Tirai fuori il volantino colorato in cui capeggiava in rosso la scritta "Corso di laurea in filosofia". Era sempre stata lei la mia materia preferita al liceo, una delle poche che studiavo con grande piacere e che approfondivo per pura curiosità personale. Nessuno dei miei compagni di classe aveva mai capito però, tantomeno gli insegnanti, e se nel biennio mi ero guadagnata la nomea di "strana" e "asociale", al triennio aggiunsi anche "nerd" alla lunga lista dei soprannomi. Non c'è quasi nulla che ricordi con piacere del liceo, se non la campanella che suonava alla fine della giornata: al solo sentirla, mi sembrava di guadagnare anni e anni di vita. Così tornavo a casa e mi rintanavo in camera; mentre gli altri uscivano, andavano alle feste, si divertivano e si ubriacavano io invece leggevo Cartesio per poi passare a Galileo o a Sartre. Erano questi tipi di letture che scandivano i miei giorni, impedendomi di confonderli in un unico calderone di monotonia. Io amavo la filosofia, tuttavia iscrivermi  al corso mi terrorizzava, fino a quel momento non avevo trovato il coraggio di farlo, nonostante sapessi benissimo che la scadenza sarebbe stata a breve e che non avrei avuto altre possibilità di tentare.

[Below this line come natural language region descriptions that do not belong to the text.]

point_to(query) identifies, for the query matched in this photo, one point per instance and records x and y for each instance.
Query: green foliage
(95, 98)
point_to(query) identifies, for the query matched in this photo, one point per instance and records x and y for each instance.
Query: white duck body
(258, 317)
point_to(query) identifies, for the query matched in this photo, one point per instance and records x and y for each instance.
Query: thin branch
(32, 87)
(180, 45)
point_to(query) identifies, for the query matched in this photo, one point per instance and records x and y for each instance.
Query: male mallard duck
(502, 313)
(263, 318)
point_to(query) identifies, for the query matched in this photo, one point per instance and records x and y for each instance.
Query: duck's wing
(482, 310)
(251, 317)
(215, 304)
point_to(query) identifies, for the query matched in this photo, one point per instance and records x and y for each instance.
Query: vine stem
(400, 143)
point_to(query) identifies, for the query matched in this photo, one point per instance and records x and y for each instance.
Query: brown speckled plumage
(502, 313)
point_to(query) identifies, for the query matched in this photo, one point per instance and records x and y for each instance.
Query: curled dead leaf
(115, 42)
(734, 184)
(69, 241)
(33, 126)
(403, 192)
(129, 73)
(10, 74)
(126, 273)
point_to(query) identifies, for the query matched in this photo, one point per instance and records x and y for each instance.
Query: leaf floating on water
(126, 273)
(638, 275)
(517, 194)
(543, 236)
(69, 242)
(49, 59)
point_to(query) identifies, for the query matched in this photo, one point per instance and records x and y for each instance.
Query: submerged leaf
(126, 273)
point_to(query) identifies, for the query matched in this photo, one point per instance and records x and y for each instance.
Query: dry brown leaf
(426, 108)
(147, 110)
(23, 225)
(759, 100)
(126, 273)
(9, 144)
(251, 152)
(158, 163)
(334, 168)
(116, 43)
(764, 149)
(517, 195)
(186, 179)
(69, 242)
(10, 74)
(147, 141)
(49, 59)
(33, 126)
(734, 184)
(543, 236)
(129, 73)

Guardai il retro del depliant, in cui erano riportate le indicazioni per raggiungere il campus. "Devo almeno provarci" pensai; e decisi di andarci subito, senza avere il tempo di fermarmi a rifletterci su.


Era mattina presto, perciò per strada non trovai nessuno. L'aria mi sferzava il viso sempre più forte man mano che la bici prendeva velocità. Sembrava che non mi sarei potuta sbagliare sulla strada per arrivare all'università, da quanto diceva la mappa era l'unico edificio imponente nel raggio di qualche chilometro, tutt'attorno era stato predisposto una sorta di parco dove gli studenti potevano studiare o al contrario staccare un po' dai libri e rilassarsi.


L'ultima volta che avevo pensato di iscrivermi all'università mi ero fatta una scaletta, in questo modo avrei programmato tutto nei minimi dettagli. Se avessi lasciato anche solo un punto interrogativo, sarei riuscita a rovinare tutto. Così avevo fatto qualche lavoretto estivo, risparmiato parecchio, e avevo messo da parte i soldi necessari per acquistare i libri per il primo anno che trovai in elenco sul sito della facoltà. Mi informai anche riguardo alle borse di studio disponibili e mi concentrai più che mai sulla scuola per ottenere i voti richiesti. Infine, mi sarebbe rimasto solo da chiamare la segreteria dell'istituto, ma solo con la maturità in pugno. E così feci, a metà luglio. Composi il numero e attesi in linea fino a che una segretaria non mi rispose. Con la voce tremante dalla timidezza e dall'emozione cercai di capire al meglio quali fossero i fogli da compilare, entro quando dovessi presentare la domanda di ammissione e chiarii altri dubbi che mi ronzavano in testa da un po'. Alla fine, la segretaria mi disse di chiedere di lei non appena mi fossi decisa a presentare la domanda e mi salutò, augurandomi il meglio.
E il momento era arrivato, dopo qualche mese.